Column By RICK GREEN

November 09, 2007

We've got over 100,000 seats in public school classrooms in suburbs around Hartford and there's room for just 1,000 city kids.

One percent.

That's so pathetic it's embarrassing to even say.

But as the Sheff school desegregation case is again in Superior Court this week, it's a failure we have to confront.

Sure, Hartford schools must improve. Perhaps we need more regional magnet programs. But can't we do better than the 1,070 children currently in the 40-year-old Project Choice voluntary school busing program?

Our affluent and middle class towns say they don't have space for more than this. Fine, but there are consequences here - be prepared for the day when we can't find enough skilled workers or bunks in our prisons.

There are hundreds of children on the waiting list for this proven program that disperses poverty and opens opportunity. Suburban superintendents will tell you these children invariably succeed and end up in college. Isn't this what the Sheff case - and public education - is about?

As it turns out, there's a reason for this limited success: Most of the money doesn't follow the kid to the suburbs.

"The grant that follows the child is woefully insufficient," said Bruce Douglas, director of the Capitol Region Education Council, which runs Project Choice.

So, for example, the state of Connecticut - which is under a court order to desegregate metropolitan Hartford schools - gives Avon about $2,500 for each of the 41 children it takes. The district, however, spends about $11,000 per child.

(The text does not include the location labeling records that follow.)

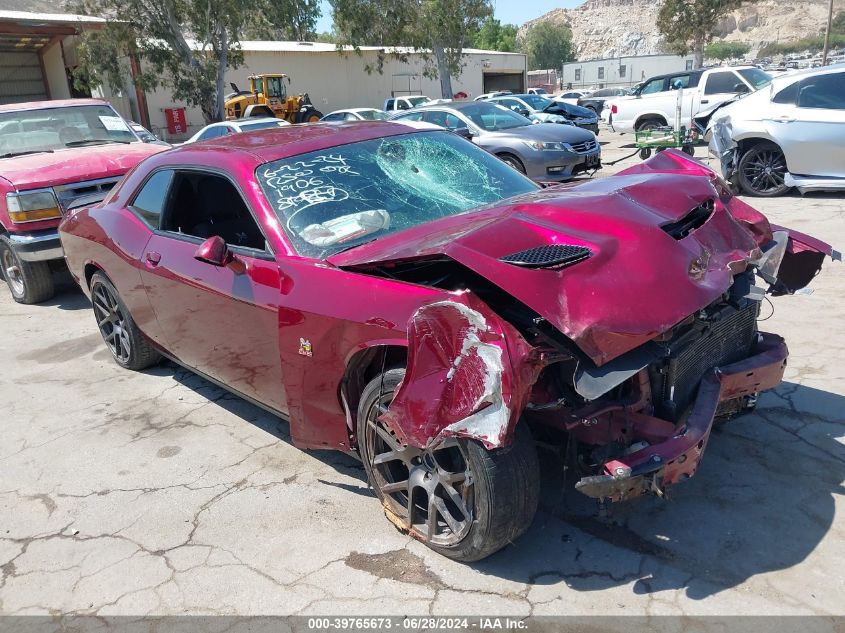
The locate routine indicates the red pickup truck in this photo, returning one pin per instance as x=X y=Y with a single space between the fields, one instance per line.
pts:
x=52 y=154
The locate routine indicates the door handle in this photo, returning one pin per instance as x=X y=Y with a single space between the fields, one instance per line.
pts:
x=152 y=258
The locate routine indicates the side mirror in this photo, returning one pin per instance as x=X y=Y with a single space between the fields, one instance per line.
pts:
x=214 y=251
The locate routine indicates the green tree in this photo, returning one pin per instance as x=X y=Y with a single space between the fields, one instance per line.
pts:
x=438 y=30
x=688 y=25
x=495 y=36
x=547 y=45
x=727 y=50
x=184 y=45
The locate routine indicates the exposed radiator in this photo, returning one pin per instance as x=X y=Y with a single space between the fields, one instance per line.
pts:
x=675 y=380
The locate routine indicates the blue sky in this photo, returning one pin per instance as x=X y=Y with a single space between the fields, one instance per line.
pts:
x=508 y=11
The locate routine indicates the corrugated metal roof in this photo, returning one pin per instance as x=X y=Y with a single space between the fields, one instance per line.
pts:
x=48 y=18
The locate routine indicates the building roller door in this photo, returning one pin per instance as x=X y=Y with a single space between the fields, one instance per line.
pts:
x=21 y=77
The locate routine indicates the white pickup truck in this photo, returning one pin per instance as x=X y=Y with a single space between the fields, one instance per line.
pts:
x=655 y=103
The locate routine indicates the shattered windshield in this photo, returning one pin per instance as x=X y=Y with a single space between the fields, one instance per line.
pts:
x=49 y=129
x=336 y=198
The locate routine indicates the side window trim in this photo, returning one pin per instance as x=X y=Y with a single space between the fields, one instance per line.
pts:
x=266 y=253
x=130 y=206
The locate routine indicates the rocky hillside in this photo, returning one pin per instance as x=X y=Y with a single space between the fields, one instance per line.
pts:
x=609 y=28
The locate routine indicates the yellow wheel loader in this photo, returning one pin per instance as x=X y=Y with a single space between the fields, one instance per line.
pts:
x=267 y=96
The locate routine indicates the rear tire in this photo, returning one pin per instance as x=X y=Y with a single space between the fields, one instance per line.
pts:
x=761 y=171
x=128 y=345
x=498 y=489
x=29 y=282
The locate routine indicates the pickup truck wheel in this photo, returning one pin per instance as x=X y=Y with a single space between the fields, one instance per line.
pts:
x=129 y=347
x=460 y=499
x=761 y=171
x=29 y=282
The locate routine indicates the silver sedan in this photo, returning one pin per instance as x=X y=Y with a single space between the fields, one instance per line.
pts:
x=542 y=151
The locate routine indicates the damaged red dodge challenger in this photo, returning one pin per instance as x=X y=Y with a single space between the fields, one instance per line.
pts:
x=403 y=295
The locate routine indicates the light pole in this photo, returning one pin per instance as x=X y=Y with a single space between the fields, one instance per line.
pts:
x=827 y=34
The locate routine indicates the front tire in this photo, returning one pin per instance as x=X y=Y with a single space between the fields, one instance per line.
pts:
x=761 y=171
x=29 y=282
x=460 y=499
x=129 y=347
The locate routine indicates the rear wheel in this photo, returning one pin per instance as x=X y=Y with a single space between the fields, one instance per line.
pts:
x=29 y=282
x=129 y=347
x=761 y=171
x=460 y=499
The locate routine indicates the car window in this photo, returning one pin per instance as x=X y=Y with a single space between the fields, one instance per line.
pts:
x=411 y=116
x=678 y=82
x=788 y=94
x=655 y=85
x=48 y=129
x=331 y=199
x=756 y=77
x=443 y=119
x=263 y=125
x=149 y=201
x=721 y=82
x=204 y=204
x=823 y=91
x=213 y=132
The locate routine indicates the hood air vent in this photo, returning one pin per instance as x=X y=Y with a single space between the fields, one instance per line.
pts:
x=691 y=221
x=548 y=256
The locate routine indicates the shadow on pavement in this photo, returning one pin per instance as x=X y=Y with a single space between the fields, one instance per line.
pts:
x=762 y=500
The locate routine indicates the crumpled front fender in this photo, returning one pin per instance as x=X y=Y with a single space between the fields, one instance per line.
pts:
x=469 y=374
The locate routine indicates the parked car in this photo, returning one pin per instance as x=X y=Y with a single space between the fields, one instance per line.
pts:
x=236 y=126
x=145 y=135
x=490 y=95
x=654 y=104
x=790 y=134
x=540 y=108
x=404 y=103
x=597 y=100
x=543 y=151
x=432 y=310
x=51 y=154
x=357 y=114
x=571 y=97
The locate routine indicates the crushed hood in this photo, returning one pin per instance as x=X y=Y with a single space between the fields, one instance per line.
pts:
x=74 y=164
x=637 y=282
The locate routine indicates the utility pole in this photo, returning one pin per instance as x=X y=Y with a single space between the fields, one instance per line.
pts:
x=827 y=34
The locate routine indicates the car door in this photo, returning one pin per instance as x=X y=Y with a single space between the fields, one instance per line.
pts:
x=719 y=86
x=220 y=320
x=807 y=120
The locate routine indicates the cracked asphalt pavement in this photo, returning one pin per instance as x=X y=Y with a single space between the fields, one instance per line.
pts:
x=159 y=493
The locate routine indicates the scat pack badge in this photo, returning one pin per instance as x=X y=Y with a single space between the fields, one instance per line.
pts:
x=305 y=347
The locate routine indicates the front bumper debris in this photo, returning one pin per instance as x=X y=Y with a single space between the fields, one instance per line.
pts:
x=677 y=457
x=37 y=246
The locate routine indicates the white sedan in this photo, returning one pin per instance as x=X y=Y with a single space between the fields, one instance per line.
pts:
x=357 y=114
x=236 y=126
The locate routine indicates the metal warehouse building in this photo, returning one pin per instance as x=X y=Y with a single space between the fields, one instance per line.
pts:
x=620 y=72
x=38 y=53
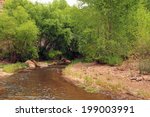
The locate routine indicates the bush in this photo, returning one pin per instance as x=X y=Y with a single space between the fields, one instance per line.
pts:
x=11 y=68
x=53 y=54
x=144 y=66
x=111 y=60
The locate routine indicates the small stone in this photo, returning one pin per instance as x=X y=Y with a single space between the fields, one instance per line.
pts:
x=139 y=79
x=133 y=78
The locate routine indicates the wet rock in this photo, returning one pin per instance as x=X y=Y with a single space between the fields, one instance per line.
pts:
x=31 y=64
x=42 y=65
x=139 y=79
x=66 y=61
x=133 y=78
x=146 y=78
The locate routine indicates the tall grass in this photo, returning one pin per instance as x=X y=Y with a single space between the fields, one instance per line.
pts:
x=11 y=68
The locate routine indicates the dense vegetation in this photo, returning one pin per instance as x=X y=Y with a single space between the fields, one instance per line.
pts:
x=106 y=31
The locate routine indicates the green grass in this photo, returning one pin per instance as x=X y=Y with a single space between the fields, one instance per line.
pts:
x=11 y=68
x=144 y=66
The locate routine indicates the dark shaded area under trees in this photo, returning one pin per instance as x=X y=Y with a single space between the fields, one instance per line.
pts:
x=106 y=31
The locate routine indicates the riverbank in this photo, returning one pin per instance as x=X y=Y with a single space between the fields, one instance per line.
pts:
x=122 y=82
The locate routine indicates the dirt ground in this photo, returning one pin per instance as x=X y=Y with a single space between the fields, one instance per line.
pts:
x=124 y=80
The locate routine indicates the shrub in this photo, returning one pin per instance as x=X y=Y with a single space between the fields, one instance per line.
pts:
x=144 y=66
x=53 y=54
x=11 y=68
x=111 y=60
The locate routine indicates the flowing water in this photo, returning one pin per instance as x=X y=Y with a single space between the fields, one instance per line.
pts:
x=43 y=84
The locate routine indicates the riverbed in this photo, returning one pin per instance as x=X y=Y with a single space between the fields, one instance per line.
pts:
x=44 y=84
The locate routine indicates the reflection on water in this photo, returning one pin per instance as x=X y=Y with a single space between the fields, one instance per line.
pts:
x=43 y=84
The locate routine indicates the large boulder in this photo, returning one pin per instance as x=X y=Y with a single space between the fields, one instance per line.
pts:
x=31 y=64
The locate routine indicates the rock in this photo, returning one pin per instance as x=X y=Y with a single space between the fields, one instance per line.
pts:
x=31 y=64
x=146 y=78
x=36 y=63
x=42 y=64
x=66 y=61
x=139 y=79
x=133 y=78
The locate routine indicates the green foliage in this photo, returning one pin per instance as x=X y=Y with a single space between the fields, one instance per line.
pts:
x=144 y=66
x=11 y=68
x=53 y=54
x=106 y=31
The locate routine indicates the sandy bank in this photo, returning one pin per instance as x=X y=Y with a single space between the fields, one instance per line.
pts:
x=123 y=81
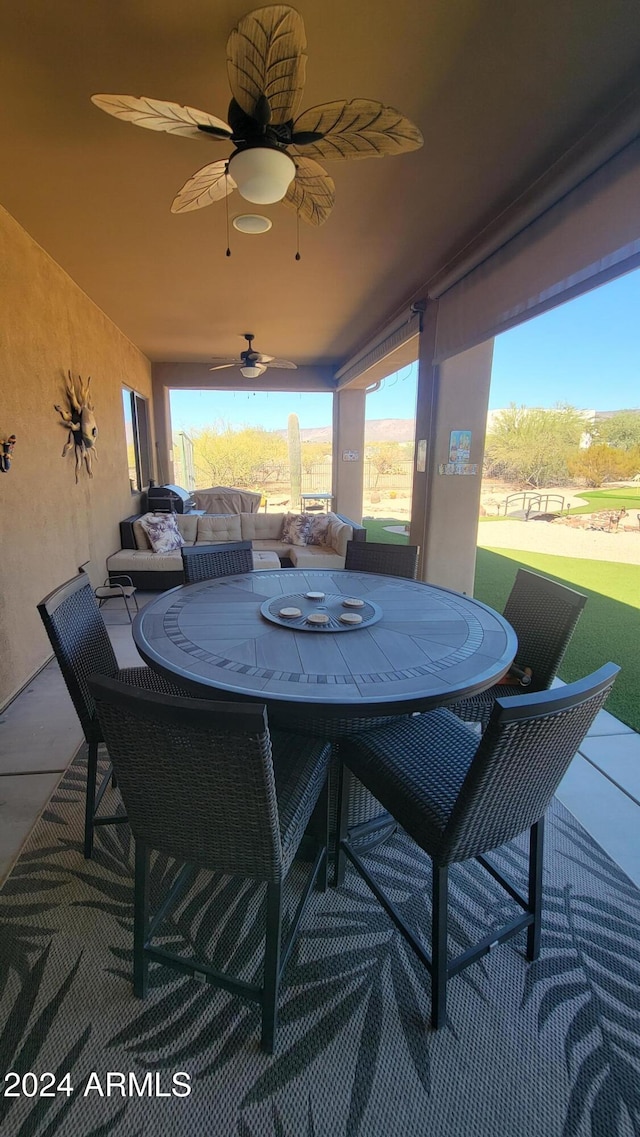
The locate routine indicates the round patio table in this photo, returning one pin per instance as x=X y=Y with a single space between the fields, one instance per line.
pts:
x=427 y=646
x=417 y=647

Meanwhile, Hartford keeps most of the money it would have spent educating this child. Much of that money comes from state taxpayers.

This is no education crisis, it's a taxpayer rip-off.

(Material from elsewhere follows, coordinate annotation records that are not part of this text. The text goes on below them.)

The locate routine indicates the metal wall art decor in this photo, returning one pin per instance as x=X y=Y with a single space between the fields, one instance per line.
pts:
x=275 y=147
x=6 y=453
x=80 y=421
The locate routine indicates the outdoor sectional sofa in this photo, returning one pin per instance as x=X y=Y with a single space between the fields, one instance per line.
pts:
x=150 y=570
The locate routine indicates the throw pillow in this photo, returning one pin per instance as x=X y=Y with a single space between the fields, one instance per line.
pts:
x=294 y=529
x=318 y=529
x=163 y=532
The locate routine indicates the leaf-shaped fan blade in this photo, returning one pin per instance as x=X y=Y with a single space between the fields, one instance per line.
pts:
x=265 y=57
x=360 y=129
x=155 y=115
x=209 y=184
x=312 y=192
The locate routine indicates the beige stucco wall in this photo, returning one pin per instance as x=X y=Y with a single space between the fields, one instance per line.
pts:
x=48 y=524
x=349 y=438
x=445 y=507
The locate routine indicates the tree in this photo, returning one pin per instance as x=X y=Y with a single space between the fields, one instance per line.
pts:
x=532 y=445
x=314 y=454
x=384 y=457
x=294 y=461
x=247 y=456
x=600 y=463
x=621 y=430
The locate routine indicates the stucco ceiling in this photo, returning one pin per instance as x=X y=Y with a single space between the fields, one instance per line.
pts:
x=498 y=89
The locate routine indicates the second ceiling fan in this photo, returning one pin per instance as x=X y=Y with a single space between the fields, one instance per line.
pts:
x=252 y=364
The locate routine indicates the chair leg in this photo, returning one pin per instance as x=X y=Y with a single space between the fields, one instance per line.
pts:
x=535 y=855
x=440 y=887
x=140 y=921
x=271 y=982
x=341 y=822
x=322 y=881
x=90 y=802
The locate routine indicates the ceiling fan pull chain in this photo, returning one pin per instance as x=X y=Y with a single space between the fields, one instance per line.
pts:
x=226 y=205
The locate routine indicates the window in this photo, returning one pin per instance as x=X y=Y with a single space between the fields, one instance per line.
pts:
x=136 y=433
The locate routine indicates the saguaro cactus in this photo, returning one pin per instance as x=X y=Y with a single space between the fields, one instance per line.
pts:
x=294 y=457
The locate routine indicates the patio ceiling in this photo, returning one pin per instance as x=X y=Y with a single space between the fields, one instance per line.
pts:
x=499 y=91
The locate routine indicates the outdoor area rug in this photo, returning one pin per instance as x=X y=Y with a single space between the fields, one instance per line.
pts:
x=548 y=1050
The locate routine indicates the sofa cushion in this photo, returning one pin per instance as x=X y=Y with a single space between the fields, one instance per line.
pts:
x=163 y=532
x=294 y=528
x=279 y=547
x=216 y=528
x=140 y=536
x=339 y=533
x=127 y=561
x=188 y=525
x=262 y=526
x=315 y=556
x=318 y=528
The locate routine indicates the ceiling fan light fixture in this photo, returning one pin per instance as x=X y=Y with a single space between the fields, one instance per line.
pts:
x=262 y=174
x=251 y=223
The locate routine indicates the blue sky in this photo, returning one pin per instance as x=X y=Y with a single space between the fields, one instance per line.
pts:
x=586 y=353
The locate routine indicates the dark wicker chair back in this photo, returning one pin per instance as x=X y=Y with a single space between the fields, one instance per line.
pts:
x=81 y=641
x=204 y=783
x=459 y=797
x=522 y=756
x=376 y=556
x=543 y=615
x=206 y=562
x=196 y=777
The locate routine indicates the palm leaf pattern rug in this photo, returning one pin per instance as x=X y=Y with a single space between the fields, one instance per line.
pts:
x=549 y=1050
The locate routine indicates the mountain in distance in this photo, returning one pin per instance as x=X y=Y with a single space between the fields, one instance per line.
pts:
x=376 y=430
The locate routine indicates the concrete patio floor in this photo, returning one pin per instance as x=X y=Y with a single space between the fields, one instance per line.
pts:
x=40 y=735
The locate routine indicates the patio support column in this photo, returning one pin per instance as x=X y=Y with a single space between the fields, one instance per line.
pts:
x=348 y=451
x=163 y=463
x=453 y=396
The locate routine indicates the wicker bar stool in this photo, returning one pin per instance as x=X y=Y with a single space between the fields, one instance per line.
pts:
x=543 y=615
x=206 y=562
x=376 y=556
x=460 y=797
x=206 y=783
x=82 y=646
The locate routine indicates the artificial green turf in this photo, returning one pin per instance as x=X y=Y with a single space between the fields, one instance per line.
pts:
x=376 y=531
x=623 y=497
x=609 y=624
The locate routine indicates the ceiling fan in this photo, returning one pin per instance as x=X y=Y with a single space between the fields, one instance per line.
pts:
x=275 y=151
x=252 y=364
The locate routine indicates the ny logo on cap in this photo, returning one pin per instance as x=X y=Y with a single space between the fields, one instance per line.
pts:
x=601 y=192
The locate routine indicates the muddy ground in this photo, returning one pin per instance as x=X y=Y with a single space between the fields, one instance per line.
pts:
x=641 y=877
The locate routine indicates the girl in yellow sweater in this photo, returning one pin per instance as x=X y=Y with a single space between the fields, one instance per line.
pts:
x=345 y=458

"There isn't enough of an incentive," said Avon Superintendent of Schools Richard Kisiel, in comments repeated to me by other superintendents.

There are a million bureaucratic reasons why the legislature set the $2,500 amount. The idea that taxpayers' money should follow the student is a radical notion in public education, where failure is almost never penalized.

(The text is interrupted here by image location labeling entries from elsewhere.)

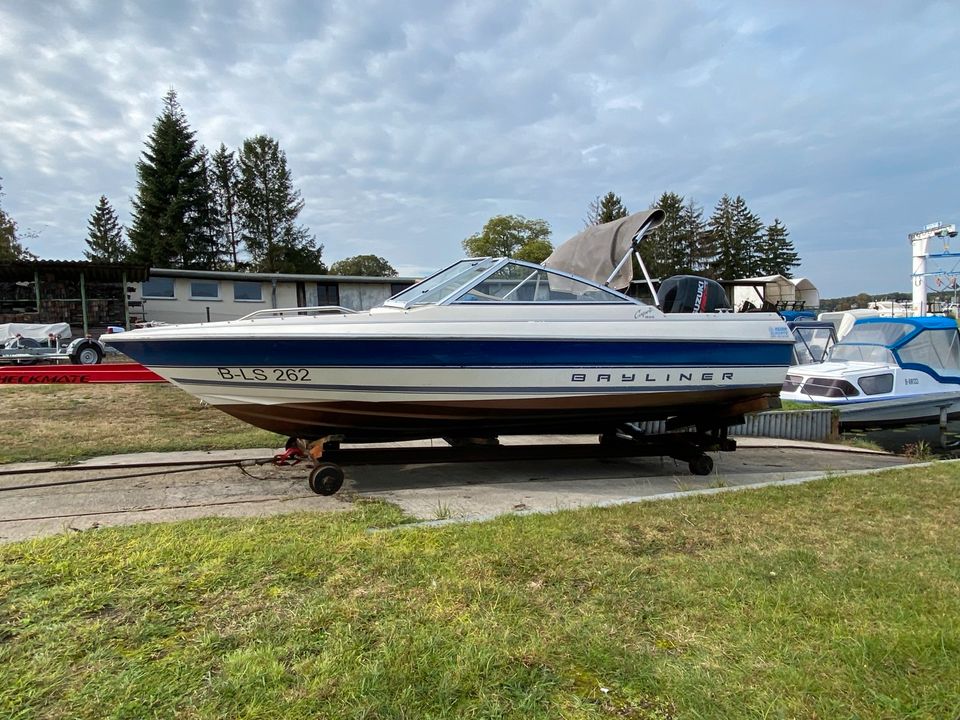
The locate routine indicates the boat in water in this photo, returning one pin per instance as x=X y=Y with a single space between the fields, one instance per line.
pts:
x=886 y=371
x=484 y=347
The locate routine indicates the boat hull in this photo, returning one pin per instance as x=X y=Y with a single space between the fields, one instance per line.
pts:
x=374 y=422
x=375 y=377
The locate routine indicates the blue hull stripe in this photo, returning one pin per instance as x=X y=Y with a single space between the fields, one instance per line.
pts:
x=415 y=352
x=430 y=389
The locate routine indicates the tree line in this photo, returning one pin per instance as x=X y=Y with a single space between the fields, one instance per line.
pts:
x=229 y=210
x=732 y=243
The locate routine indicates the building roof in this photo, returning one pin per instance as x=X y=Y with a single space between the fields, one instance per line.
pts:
x=71 y=270
x=268 y=277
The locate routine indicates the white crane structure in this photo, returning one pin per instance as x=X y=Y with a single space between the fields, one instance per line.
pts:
x=933 y=244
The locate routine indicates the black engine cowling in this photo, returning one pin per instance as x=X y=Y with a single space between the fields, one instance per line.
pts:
x=692 y=294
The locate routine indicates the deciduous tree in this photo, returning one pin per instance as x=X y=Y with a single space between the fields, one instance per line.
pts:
x=511 y=236
x=10 y=248
x=269 y=206
x=363 y=266
x=224 y=180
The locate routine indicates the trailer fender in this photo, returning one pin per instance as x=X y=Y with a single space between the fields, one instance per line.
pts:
x=85 y=351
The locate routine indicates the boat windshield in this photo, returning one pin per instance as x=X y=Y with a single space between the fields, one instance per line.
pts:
x=813 y=344
x=442 y=284
x=862 y=353
x=515 y=282
x=492 y=280
x=933 y=348
x=884 y=333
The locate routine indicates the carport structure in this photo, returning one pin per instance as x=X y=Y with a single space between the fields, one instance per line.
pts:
x=55 y=284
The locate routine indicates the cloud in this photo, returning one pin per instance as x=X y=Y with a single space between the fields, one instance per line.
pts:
x=407 y=126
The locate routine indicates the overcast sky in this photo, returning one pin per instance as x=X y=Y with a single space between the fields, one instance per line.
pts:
x=407 y=125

Meanwhile, because "my parents are screaming about class size," Kisiel said, Project Choice becomes "an issue I try to keep it as low-profile as I can."

The Sheff plaintiffs say the state should have the authority to order districts to take more kids. State Education Commissioner Mark McQuillan told me he doesn't want to strong-arm districts to take more Hartford kids, but he has commissioned a study to look at how much space they really have in their classrooms.

"Some of this is about will," McQuillan told me. But it's also about hiring teachers and expanding classrooms for children who don't live in their town - not to mention overcoming worry that city kids will lower test scores. Just look at the numbers: Glastonbury accepts 42 kids, while Wethersfield has a woeful 13.

Two decades ago, West Hartford had 267 students coming from Hartford; now it has 77. School Board Chairman Jack Darcey told me his district is now 34 percent minority and schools have grown more overcrowded.

"We can probably do a little more," Darcey said. "You send the money with the kid, you will see a different response."

One percent. We need a judge, a governor or an education commissioner with the backbone to tackle this.